The audit firm’s argument that the SEC is not a constitutional Department of the federal government capable of appointing Board members was also rejected. The court said that the Commission is “Cabinet-like” because it exercises executive authority over a major aspect of government policy, and its principal officers are appointed by the President with the advice and consent of the Senate. The SEC is not a subordinate body attached to an executive department, noted the court, but is in itself an independent division of the Executive Branch with certain independent duties and functions.

Moreover, the commissioners are heads of a Department under the Appointments Clause because they, as a group, exercise the same final authority as is vested in a single head of an executive department. Congress gave the SEC rulemaking, investigative, and adjudicatory authority. And, emphasized the court, Congress can authorize multi-member commissions to appoint inferior officers.

Finally, the appeals panel rejected the argument that the legislative creation of the PCAOB violated the separation of powers doctrine by directly encroaching on the Executive Branch’s appointment, removal, or decision making authority. The court said that the double for-cause limitation on removal of Board members did not constitute an excessive attenuation of Presidential control of the Board.

The President is not completely stripped of his ability to remove Board members. Like-minded SEC Commissioners can be appointed by the President, noted the panel, and they can be removed by the President for cause; and Board members can be appointed and removed for cause by the commissioners. Although the level of Presidential control over the Board reflects Congress’s intention to insulate the Board from partisan forces, acknowledged the court, this statutory scheme preserves sufficient executive influence over the Board through the Commission so as not to render the President unable to perform his or her constitutional duties.

Further, there is no thought that the Board’s creation represents an unprecedented congressional innovation. The SEC’s wide-ranging oversight over the Board was modeled after the rules regarding Commission authority over self-regulatory organizations in the securities industry, which has existed for over seventy years.

But the audit firm argued that allowing the panel opinion to stand would permit Congress to dramatically alter the rules governing the organization of the federal government by reducing the President to the symbolic role of appointing bipartisan independent commissioners with defined tenure who, in turn, would appoint independent Boards that do the actual governing, but cannot be removed by the President in any circumstance or even by the independent agency absent offenses which would justify impeachment.

While the panel found that the President had influence over the SEC, said the audit firm, it did not suggest that such influence could coerce the SEC to exercise its discretion to remove Board members.

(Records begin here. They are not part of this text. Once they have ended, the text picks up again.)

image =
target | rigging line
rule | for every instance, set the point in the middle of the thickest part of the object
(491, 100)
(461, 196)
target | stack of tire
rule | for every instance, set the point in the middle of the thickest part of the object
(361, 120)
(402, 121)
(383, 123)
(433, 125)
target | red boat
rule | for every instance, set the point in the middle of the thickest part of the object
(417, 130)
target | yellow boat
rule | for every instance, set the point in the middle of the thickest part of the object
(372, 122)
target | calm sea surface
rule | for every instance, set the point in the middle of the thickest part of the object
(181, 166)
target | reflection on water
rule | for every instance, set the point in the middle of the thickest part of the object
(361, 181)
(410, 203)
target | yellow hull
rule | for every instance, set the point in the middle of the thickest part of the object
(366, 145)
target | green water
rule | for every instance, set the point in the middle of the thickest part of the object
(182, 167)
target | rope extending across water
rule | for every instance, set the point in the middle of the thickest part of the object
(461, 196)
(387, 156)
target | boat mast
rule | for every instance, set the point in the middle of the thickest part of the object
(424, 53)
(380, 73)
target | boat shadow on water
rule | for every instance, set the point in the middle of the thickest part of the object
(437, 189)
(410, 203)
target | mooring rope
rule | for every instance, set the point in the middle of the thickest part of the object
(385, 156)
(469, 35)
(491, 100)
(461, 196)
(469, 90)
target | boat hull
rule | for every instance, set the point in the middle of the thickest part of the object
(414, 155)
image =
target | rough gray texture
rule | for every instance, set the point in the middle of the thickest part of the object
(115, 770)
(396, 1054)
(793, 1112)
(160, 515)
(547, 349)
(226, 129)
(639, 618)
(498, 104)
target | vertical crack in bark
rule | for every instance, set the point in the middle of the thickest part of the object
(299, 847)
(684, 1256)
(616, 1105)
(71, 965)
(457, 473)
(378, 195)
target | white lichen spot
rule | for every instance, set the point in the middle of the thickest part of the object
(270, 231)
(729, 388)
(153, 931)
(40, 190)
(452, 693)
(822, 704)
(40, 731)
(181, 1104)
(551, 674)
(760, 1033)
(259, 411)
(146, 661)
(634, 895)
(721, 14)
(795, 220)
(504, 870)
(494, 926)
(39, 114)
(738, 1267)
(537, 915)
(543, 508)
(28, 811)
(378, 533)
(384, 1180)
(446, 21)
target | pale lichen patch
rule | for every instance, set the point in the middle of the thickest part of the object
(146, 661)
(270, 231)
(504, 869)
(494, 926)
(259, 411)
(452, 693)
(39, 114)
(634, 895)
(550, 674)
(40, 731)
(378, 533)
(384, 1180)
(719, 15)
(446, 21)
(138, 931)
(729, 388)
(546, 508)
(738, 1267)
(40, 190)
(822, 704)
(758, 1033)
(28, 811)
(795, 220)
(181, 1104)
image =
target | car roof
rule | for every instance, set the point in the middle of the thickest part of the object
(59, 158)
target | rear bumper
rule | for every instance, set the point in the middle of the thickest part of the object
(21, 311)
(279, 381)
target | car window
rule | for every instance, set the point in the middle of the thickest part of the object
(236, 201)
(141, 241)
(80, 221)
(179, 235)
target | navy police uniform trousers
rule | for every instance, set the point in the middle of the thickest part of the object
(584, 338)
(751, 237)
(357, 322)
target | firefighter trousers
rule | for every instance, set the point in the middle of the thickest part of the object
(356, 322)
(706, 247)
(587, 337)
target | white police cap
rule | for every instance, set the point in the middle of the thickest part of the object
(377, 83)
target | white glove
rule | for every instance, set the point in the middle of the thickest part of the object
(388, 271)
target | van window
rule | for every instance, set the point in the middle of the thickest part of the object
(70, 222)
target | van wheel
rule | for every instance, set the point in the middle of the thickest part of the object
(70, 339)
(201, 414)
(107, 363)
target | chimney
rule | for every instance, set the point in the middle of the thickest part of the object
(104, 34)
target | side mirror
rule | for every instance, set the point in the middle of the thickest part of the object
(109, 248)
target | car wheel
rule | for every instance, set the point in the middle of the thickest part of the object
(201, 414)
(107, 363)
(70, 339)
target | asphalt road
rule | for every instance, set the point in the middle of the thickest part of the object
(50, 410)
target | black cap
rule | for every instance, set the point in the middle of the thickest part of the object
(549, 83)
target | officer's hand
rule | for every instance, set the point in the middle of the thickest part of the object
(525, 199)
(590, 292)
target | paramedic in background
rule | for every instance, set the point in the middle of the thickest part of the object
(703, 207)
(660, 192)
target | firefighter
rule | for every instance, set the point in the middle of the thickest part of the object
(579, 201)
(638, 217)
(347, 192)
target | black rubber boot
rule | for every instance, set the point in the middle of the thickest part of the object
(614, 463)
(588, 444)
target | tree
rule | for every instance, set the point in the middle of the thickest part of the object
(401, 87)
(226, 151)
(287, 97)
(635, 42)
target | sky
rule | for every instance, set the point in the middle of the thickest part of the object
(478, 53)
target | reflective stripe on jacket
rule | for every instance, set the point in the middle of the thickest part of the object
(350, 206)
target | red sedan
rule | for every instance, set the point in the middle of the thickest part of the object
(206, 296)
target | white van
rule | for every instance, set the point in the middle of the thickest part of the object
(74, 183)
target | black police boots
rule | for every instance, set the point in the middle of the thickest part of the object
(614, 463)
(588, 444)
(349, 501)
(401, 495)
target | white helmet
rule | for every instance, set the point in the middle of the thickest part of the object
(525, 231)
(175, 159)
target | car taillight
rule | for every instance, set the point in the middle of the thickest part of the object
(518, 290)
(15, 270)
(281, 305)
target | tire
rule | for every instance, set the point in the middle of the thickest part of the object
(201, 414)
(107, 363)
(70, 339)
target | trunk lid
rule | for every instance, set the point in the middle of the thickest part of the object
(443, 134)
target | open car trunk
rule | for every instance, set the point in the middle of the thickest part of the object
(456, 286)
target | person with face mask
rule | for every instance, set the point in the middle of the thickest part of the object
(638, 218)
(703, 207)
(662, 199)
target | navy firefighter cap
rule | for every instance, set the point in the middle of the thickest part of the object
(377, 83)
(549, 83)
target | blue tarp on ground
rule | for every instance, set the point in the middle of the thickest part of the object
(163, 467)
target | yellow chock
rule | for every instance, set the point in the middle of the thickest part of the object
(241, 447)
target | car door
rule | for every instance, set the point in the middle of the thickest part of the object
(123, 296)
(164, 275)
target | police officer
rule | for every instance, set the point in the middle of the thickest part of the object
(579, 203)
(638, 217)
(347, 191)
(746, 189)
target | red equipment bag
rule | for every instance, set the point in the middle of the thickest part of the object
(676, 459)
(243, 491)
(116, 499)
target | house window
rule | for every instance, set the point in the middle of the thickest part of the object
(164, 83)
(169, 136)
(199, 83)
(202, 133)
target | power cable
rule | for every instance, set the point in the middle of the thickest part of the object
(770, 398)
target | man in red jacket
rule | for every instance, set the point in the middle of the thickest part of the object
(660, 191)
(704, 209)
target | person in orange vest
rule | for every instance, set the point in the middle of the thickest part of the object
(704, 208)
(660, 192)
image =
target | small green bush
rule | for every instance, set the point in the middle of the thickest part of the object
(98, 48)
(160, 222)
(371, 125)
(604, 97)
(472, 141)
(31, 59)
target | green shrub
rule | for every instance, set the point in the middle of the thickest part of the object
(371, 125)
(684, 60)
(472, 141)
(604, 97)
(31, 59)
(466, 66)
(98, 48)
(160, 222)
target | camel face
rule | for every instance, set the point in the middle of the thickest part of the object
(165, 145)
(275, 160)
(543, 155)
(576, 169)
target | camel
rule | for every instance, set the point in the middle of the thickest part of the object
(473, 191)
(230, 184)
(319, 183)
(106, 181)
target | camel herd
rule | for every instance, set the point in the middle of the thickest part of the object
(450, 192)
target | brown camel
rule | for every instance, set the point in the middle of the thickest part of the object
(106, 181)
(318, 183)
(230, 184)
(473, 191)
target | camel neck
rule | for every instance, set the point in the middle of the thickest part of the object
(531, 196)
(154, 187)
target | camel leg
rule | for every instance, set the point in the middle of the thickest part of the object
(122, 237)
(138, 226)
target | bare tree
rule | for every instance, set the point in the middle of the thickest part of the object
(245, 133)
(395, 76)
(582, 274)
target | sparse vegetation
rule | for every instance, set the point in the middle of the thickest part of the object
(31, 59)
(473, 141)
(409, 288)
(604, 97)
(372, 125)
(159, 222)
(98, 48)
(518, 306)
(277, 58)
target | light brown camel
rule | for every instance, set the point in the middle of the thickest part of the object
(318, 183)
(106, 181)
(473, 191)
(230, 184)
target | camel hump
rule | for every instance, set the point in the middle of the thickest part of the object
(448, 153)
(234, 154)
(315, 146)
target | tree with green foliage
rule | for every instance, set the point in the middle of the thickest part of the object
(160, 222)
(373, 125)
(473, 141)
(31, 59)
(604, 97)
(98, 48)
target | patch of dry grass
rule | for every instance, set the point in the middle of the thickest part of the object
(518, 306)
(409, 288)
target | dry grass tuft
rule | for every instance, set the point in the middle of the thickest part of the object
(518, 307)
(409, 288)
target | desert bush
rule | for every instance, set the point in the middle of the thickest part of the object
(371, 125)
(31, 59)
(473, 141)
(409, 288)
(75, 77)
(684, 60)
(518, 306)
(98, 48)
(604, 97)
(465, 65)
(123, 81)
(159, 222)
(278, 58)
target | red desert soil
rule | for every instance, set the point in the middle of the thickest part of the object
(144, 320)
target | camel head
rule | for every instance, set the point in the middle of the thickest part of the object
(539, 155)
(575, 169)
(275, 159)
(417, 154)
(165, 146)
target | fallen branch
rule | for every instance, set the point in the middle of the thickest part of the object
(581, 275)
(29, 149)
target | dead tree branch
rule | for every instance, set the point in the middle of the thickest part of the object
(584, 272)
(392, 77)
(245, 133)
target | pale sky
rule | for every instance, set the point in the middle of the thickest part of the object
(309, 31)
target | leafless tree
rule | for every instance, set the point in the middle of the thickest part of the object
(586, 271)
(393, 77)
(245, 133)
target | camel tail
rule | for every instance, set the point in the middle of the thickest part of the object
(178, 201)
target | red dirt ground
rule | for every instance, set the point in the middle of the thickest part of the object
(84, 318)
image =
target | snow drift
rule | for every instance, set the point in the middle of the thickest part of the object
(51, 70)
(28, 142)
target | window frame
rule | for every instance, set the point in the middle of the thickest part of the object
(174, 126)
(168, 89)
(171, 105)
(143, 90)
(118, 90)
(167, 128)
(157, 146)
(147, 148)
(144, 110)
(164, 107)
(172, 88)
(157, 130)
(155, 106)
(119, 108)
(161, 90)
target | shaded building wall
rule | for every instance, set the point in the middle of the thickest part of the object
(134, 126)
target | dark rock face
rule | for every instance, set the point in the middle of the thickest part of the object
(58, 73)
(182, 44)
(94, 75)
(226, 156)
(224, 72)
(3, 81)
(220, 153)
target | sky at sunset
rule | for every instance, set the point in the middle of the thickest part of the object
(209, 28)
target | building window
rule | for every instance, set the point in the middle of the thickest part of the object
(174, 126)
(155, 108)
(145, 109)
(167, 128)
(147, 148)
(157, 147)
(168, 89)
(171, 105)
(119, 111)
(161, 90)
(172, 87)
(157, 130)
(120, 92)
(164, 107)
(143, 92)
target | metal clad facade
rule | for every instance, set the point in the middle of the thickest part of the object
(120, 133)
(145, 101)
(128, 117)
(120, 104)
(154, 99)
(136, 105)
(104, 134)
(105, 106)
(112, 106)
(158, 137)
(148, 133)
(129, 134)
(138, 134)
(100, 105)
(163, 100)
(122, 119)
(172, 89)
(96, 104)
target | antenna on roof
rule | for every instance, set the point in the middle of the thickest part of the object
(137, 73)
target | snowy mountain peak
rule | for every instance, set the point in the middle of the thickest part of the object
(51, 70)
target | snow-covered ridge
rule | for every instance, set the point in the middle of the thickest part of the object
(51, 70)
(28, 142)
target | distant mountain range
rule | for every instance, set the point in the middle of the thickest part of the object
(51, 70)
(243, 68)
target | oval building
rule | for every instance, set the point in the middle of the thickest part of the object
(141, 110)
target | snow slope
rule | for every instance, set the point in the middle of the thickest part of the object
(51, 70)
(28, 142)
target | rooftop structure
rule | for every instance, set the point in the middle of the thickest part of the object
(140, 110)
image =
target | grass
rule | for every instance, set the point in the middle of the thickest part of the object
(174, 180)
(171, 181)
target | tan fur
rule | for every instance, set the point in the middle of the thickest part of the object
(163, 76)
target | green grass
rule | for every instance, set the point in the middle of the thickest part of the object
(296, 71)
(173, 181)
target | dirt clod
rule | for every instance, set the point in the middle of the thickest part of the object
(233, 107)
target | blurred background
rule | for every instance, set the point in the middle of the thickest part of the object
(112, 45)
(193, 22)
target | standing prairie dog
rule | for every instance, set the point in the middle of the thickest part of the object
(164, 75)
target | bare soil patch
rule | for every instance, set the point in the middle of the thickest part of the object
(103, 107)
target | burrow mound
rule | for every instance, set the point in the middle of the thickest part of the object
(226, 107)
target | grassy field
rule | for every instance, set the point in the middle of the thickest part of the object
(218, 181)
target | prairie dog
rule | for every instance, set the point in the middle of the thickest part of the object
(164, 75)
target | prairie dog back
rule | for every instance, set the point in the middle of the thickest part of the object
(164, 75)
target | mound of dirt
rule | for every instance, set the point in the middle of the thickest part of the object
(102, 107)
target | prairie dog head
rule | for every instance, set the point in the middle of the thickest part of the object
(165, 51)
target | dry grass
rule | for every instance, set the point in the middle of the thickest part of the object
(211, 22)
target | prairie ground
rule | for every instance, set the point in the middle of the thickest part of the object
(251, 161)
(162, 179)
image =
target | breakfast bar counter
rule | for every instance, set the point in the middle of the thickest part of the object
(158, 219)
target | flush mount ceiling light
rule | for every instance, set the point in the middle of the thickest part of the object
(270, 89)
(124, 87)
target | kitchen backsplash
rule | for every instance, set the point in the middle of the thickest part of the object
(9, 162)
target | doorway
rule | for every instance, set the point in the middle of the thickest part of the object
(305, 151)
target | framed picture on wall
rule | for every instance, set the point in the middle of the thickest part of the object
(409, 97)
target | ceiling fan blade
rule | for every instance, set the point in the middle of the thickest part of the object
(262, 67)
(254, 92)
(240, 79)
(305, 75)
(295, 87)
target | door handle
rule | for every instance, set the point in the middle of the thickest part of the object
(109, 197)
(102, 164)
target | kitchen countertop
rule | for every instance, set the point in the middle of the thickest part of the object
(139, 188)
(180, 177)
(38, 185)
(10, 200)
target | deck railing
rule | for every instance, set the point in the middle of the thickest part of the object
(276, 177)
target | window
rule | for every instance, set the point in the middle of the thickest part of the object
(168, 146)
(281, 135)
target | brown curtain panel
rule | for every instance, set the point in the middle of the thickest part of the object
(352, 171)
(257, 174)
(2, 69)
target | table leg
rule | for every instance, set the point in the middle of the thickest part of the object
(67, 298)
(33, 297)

Thus, since the President cannot order the SEC to remove a Board member, the Act strips the President of any power to remove and violates constitutional separation of powers.

A President facing an SEC reluctant to remove a Board member would have only the avenue of removing all the recalcitrant commissioners and nominating new ones that he or she hoped would effectuate the removal; and then the Senate would have to confirm the new commissioners. The audit firm concluded that this unrealistic removal scenario, itself hostage to Senate concurrence, violates separation of powers. The firm said that earlier Supreme Court decisions recognized that the President’s removal authority is a necessary element of executive power and cannot be subject to plenary congressional control.